Now that we've seen the basic optimization loop, it's time to parallelize it with a Scheduler and the Task. We cover the Scheduler and Tasks in the Scheduling guide if you'd like to know more about how this works.

We first create a Scheduler to run with 1 process and run it for 5 seconds. Using the event system of AutoML-Toolkit, we define what happens through callbacks, registering to certain events, such as launch a single trial on @scheduler.on_start, tell the optimizer whenever we get something returned with @task.on_result.

Creating a Task for a Trial
from amltk.optimization import RandomSearch, Trial, RSTrialInfo
from amltk.pipeline import searchable
from amltk.scheduling import Scheduler

def poly(trial: Trial[RSTrialInfo]) -> Trial.Report[RSTrialInfo]:
    x = trial.config["x"]
    with trial.begin():
        y = (x**2 + 4*x + 3) / x
        return trial.success(cost=y)

    trial.fail()

s = searchable("parameters", space={"x": (-10.0, 10.0)})
space = s.space()

random_search = RandomSearch(space=space, seed=42)
scheduler = Scheduler.with_processes(1)

task = scheduler.task(poly)  # (5)!

results: list[float] = []

@scheduler.on_start  # (1)!
def launch_trial() -> None:
    trial = random_search.ask()
    task(trial)

@task.on_result  # (2)!
def tell_optimizer(report: Trial.Report) -> None:
    random_search.tell(report)

@task.on_result
def launch_another_trial(_: Trial.Report) -> None:
    trial = random_search.ask()
    task(trial)

@task.on_result  # (3)!
def save_result(report: Trial.Report) -> None:
    cost = report["cost"]
    results.append(cost)  # (4)!

scheduler.run(timeout=5)
  1. The function launch_trial() gets called when the scheduler starts, asking the optimizer for a trial and launching the task with the trial. launch_trial() gets called in the main process but task(trial) will get called in a seperate process.
  2. The function tell_optimizer gets called whenever the task returns a report.
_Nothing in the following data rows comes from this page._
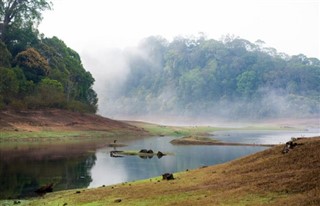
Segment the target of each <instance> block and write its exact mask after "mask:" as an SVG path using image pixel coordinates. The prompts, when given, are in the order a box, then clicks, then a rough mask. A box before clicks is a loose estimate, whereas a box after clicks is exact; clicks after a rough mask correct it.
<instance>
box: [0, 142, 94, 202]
mask: <svg viewBox="0 0 320 206" xmlns="http://www.w3.org/2000/svg"><path fill="white" fill-rule="evenodd" d="M89 149H90V145H85V144H77V145H46V146H41V147H39V146H22V147H21V146H19V147H18V146H17V147H15V148H14V149H3V148H0V199H9V198H21V197H27V196H34V195H36V193H35V192H34V191H35V190H36V189H38V188H39V187H41V186H43V185H47V184H50V183H53V184H54V188H53V189H54V191H58V190H64V189H74V188H85V187H88V186H89V184H90V182H91V181H92V178H91V176H90V170H91V168H92V167H93V165H94V164H95V161H96V155H95V153H94V152H92V153H90V152H86V151H89Z"/></svg>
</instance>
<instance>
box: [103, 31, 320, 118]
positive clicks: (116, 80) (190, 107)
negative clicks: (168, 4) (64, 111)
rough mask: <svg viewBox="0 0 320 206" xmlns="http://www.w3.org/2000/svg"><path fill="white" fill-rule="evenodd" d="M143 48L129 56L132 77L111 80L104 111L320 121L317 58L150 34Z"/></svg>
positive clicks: (105, 77) (207, 39) (225, 42)
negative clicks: (292, 117) (152, 34)
mask: <svg viewBox="0 0 320 206" xmlns="http://www.w3.org/2000/svg"><path fill="white" fill-rule="evenodd" d="M136 50H138V52H137V51H135V50H134V51H128V52H127V53H125V54H124V56H125V57H126V59H125V62H127V64H128V65H127V68H126V70H125V71H126V72H123V73H127V74H126V75H125V74H123V75H119V76H120V77H119V78H113V77H111V78H108V77H104V79H105V81H106V82H108V87H106V88H105V89H104V90H103V91H104V92H103V94H99V96H100V97H101V100H100V103H102V104H103V105H105V107H104V108H100V109H101V110H102V111H100V112H101V113H103V114H107V115H112V116H115V117H121V118H122V117H123V116H124V117H130V115H131V116H132V117H137V116H139V115H140V116H141V117H144V118H145V116H147V115H149V116H151V117H152V116H164V117H168V116H169V115H170V116H172V117H174V116H177V115H179V116H184V117H201V118H212V117H222V118H227V119H230V120H231V119H247V120H250V119H266V118H282V117H297V118H302V117H314V116H316V115H319V112H320V110H319V107H318V106H317V105H319V98H317V97H319V95H320V94H319V91H320V87H319V83H318V82H320V79H319V77H320V75H319V74H320V61H319V60H318V59H316V58H309V57H307V56H305V55H303V54H300V55H294V56H289V55H286V54H283V53H278V52H277V50H276V49H274V48H267V47H265V46H264V45H263V43H262V44H261V42H254V43H253V42H250V41H248V40H246V39H241V38H226V39H223V40H219V41H217V40H214V39H207V38H205V37H199V38H183V37H177V38H175V39H174V40H173V41H171V42H169V41H168V40H166V39H164V38H162V37H158V36H156V37H154V36H151V37H149V38H146V39H145V40H144V41H142V42H141V44H140V45H139V46H138V47H137V48H136ZM122 69H123V68H122ZM119 70H120V69H119ZM100 78H102V77H100ZM100 81H101V80H100ZM103 95H106V97H107V98H105V99H108V101H104V99H103ZM292 111H294V112H292Z"/></svg>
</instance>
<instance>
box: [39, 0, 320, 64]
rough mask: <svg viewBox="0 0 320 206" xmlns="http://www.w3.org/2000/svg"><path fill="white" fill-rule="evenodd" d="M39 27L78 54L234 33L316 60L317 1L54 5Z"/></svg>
mask: <svg viewBox="0 0 320 206" xmlns="http://www.w3.org/2000/svg"><path fill="white" fill-rule="evenodd" d="M53 3H54V7H53V8H54V9H53V11H48V12H45V14H44V19H43V21H42V23H41V25H40V27H39V29H40V32H42V33H44V34H45V36H47V37H51V36H57V37H59V38H60V39H62V40H63V41H64V42H65V43H66V44H67V45H68V46H69V47H71V48H73V49H74V50H76V51H77V52H79V53H80V55H82V54H83V53H90V52H91V51H92V52H96V51H99V50H100V49H105V48H125V47H128V46H134V45H136V44H137V43H138V42H139V40H141V39H142V38H144V37H148V36H150V35H160V36H163V37H165V38H167V39H168V40H172V38H173V37H175V36H179V35H183V36H190V35H195V36H197V34H198V33H199V32H203V33H204V34H205V35H206V36H207V37H208V38H214V39H217V40H219V39H220V38H221V36H223V35H226V34H233V35H235V36H239V37H241V38H244V39H248V40H249V41H251V42H254V41H256V40H258V39H261V40H263V41H264V42H266V45H267V46H270V47H274V48H276V49H277V50H278V51H279V52H285V53H287V54H289V55H294V54H299V53H303V54H305V55H307V56H308V57H317V58H320V32H319V30H320V14H319V13H320V0H53ZM85 66H86V65H85Z"/></svg>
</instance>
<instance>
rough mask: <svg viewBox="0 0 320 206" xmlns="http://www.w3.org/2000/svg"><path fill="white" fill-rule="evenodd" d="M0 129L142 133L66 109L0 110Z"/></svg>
mask: <svg viewBox="0 0 320 206" xmlns="http://www.w3.org/2000/svg"><path fill="white" fill-rule="evenodd" d="M0 131H29V132H31V131H108V132H111V133H112V132H117V131H121V132H130V133H131V134H137V135H138V134H140V135H141V134H144V133H145V131H143V130H142V129H140V128H138V127H136V126H132V125H129V124H126V123H124V122H121V121H116V120H112V119H108V118H105V117H102V116H99V115H95V114H90V113H80V112H71V111H67V110H59V109H48V110H27V111H10V110H9V111H0Z"/></svg>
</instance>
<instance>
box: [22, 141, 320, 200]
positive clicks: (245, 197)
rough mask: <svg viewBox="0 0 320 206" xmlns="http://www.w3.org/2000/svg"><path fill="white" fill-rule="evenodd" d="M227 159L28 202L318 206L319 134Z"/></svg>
mask: <svg viewBox="0 0 320 206" xmlns="http://www.w3.org/2000/svg"><path fill="white" fill-rule="evenodd" d="M297 143H298V146H296V147H295V148H293V149H290V151H289V152H288V153H286V154H282V149H283V145H279V146H275V147H273V148H271V149H268V150H265V151H262V152H259V153H257V154H254V155H250V156H247V157H244V158H241V159H238V160H234V161H232V162H229V163H225V164H221V165H217V166H210V167H203V168H199V169H196V170H191V171H185V172H182V173H178V174H174V176H175V180H170V181H167V180H161V178H160V177H157V178H153V179H150V180H144V181H137V182H132V183H123V184H119V185H114V186H109V187H101V188H97V189H78V190H71V191H66V192H57V193H52V194H48V195H46V196H45V197H44V198H38V199H33V200H28V201H25V202H24V201H22V203H27V204H29V205H42V204H45V205H88V204H90V205H106V204H108V205H116V204H118V202H121V205H183V206H185V205H319V204H320V193H319V189H320V188H319V185H320V172H319V167H320V162H319V159H320V151H319V147H320V137H314V138H310V139H300V140H298V141H297Z"/></svg>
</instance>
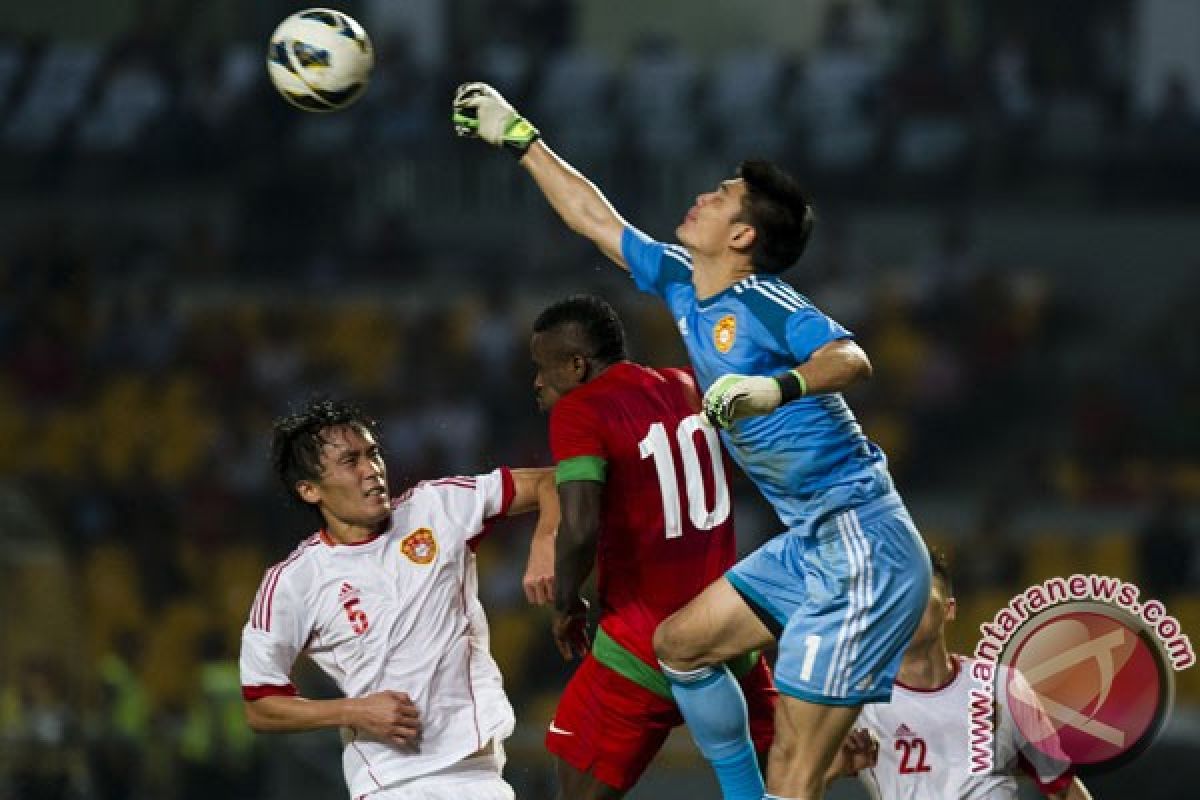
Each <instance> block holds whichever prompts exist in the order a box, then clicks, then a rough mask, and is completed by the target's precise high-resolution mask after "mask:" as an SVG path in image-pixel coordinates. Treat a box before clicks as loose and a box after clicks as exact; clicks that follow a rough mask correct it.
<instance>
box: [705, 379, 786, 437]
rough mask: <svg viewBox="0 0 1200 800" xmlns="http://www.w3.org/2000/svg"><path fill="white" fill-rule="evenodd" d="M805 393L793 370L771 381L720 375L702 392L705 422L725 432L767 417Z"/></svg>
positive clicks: (766, 379) (767, 379) (773, 379)
mask: <svg viewBox="0 0 1200 800" xmlns="http://www.w3.org/2000/svg"><path fill="white" fill-rule="evenodd" d="M806 393H808V386H806V384H805V383H804V378H803V377H802V375H800V373H799V372H797V371H796V369H790V371H787V372H785V373H782V374H780V375H776V377H774V378H766V377H763V375H721V377H720V378H718V379H716V380H715V381H714V383H713V385H712V386H709V387H708V391H707V392H704V403H703V408H704V419H706V420H708V423H709V425H712V426H713V427H714V428H728V427H730V426H732V425H733V422H734V421H737V420H743V419H745V417H748V416H762V415H763V414H770V413H772V411H774V410H775V409H776V408H779V407H780V405H782V404H784V403H787V402H791V401H793V399H796V398H797V397H804V395H806Z"/></svg>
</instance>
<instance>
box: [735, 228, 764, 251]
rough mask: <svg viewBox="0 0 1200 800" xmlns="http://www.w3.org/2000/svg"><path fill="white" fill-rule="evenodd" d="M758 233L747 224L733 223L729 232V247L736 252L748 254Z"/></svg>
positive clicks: (757, 236) (756, 236)
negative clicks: (729, 239) (733, 249)
mask: <svg viewBox="0 0 1200 800" xmlns="http://www.w3.org/2000/svg"><path fill="white" fill-rule="evenodd" d="M757 237H758V231H757V230H755V229H754V225H751V224H750V223H748V222H734V223H733V229H732V230H731V231H730V247H732V248H733V249H736V251H738V252H743V253H749V252H750V248H751V247H754V243H755V240H756V239H757Z"/></svg>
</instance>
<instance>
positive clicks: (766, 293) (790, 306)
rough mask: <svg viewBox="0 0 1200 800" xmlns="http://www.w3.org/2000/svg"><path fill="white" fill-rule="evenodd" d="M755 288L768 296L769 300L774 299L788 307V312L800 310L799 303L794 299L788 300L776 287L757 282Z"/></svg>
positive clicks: (783, 306) (763, 296)
mask: <svg viewBox="0 0 1200 800" xmlns="http://www.w3.org/2000/svg"><path fill="white" fill-rule="evenodd" d="M754 289H755V291H757V293H758V294H761V295H762V296H763V297H767V299H768V300H772V301H774V302H776V303H779V305H780V306H782V307H784V308H786V309H787V311H788V312H792V311H799V308H800V306H799V303H797V302H794V301H791V300H787V299H786V297H785V296H784V295H782V293H778V291H776V290H775V288H774V287H766V285H763V284H761V283H758V284H755V287H754Z"/></svg>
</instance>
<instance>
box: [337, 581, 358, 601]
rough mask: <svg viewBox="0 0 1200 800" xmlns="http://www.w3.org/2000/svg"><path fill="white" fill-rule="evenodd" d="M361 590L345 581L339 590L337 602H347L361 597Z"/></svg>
mask: <svg viewBox="0 0 1200 800" xmlns="http://www.w3.org/2000/svg"><path fill="white" fill-rule="evenodd" d="M359 595H360V593H359V590H358V589H355V588H354V587H352V585H350V584H348V583H343V584H342V588H341V589H338V590H337V602H340V603H341V604H343V606H344V604H346V603H348V602H352V601H354V600H358V599H359Z"/></svg>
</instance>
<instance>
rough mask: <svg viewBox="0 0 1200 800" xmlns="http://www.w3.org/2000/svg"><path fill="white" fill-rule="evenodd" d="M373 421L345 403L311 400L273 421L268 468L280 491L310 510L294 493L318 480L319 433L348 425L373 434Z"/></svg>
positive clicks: (319, 453) (321, 439) (369, 416)
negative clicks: (304, 486) (308, 484)
mask: <svg viewBox="0 0 1200 800" xmlns="http://www.w3.org/2000/svg"><path fill="white" fill-rule="evenodd" d="M376 425H377V423H376V421H374V420H373V419H372V417H370V416H367V414H366V413H364V411H362V409H360V408H358V407H356V405H354V404H352V403H347V402H344V401H337V399H331V398H328V397H313V398H312V399H310V401H308V402H307V403H306V404H305V407H304V408H302V409H300V410H298V411H293V413H292V414H287V415H284V416H281V417H280V419H277V420H275V423H274V425H272V426H271V465H272V467H274V468H275V474H276V476H277V477H278V479H280V483H282V485H283V489H284V492H286V493H287V495H288V498H290V499H292V500H293V501H295V503H296V504H299V505H301V506H305V507H307V509H312V506H311V505H310V504H307V503H305V501H304V500H301V499H300V495H299V494H296V488H295V487H296V482H298V481H316V480H318V479H319V477H320V447H322V445H323V444H324V443H325V440H324V439H323V438H322V435H320V434H322V432H323V431H325V429H328V428H336V427H341V426H350V427H352V428H358V429H359V431H374V428H376Z"/></svg>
We should tell the optimizer about this report.
  3. This function save_result gets called whenever we have a successful trial.
  4. We don't store anything more than the optmimizer needs. Saving results that you wish to access later is up to you.
  5. Here we wrap the function we want to run in another process in a Task. There are other backends than processes, e.g. Clusters for which you should check out the Scheduling guide.

Now, to scale up, we trivially increase the number of initial trails launched with @scheduler.on_start and the number of processes in our Scheduler. That's it.

from amltk.optimization import RandomSearch, Trial, RSTrialInfo
from amltk.pipeline import searchable
from amltk.scheduling import Scheduler

def poly(trial: Trial[RSTrialInfo]) -> Trial.Report[RSTrialInfo]:
    x = trial.config["x"]
    with trial.begin():
        y = (x**2 + 4*x + 3) / x
        return trial.success(cost=y)

    trial.fail()

s = searchable("parameters", space={"x": (-10.0, 10.0)})
space = s.space()

random_search = RandomSearch(space=space, seed=42)

n_workers = 4
scheduler = Scheduler.with_processes(n_workers)

task = Trial.Task(poly)

results: list[float] = []

@scheduler.on_start(repeat=n_workers)
def launch_trial() -> None:
    trial = random_search.ask()
    task(trial)

@task.on_result
def tell_optimizer(report: Trial.Report) -> None:
    random_search.tell(report)

@task.on_result
def launch_another_trial(_: Trial.Report) -> None:
    trial = random_search.ask()
    task(trial)

@task.on_result
def save_result(report: Trial.Report) -> None:
    cost = report["cost"]
    results.append(cost)

scheduler.run(timeout=5)

That concludes the main portion of our Optimization guide. AutoML-Toolkit provides a host of more useful options, such as:

  • Setting constraints on your evaluation function, such as memory, wall time and cpu time, concurrency limits and call limits. Please refer to the Scheduling guide for more information.
  • Stop the scheduler with whatever stopping criterion you wish. Please refer to the Scheduling guide for more information.
  • Optimize over complex pipelines. Please refer to the Pipeline guide for more information.
  • Using different parallelization strategies, such as Dask, Ray, Slurm, and Apache Airflow.
  • Use a whole host of more callbacks to control you system, check out the Scheduling guide for more information.
  • Run the scheduler using asyncio to allow interactivity, run as a server or other more advanced use cases.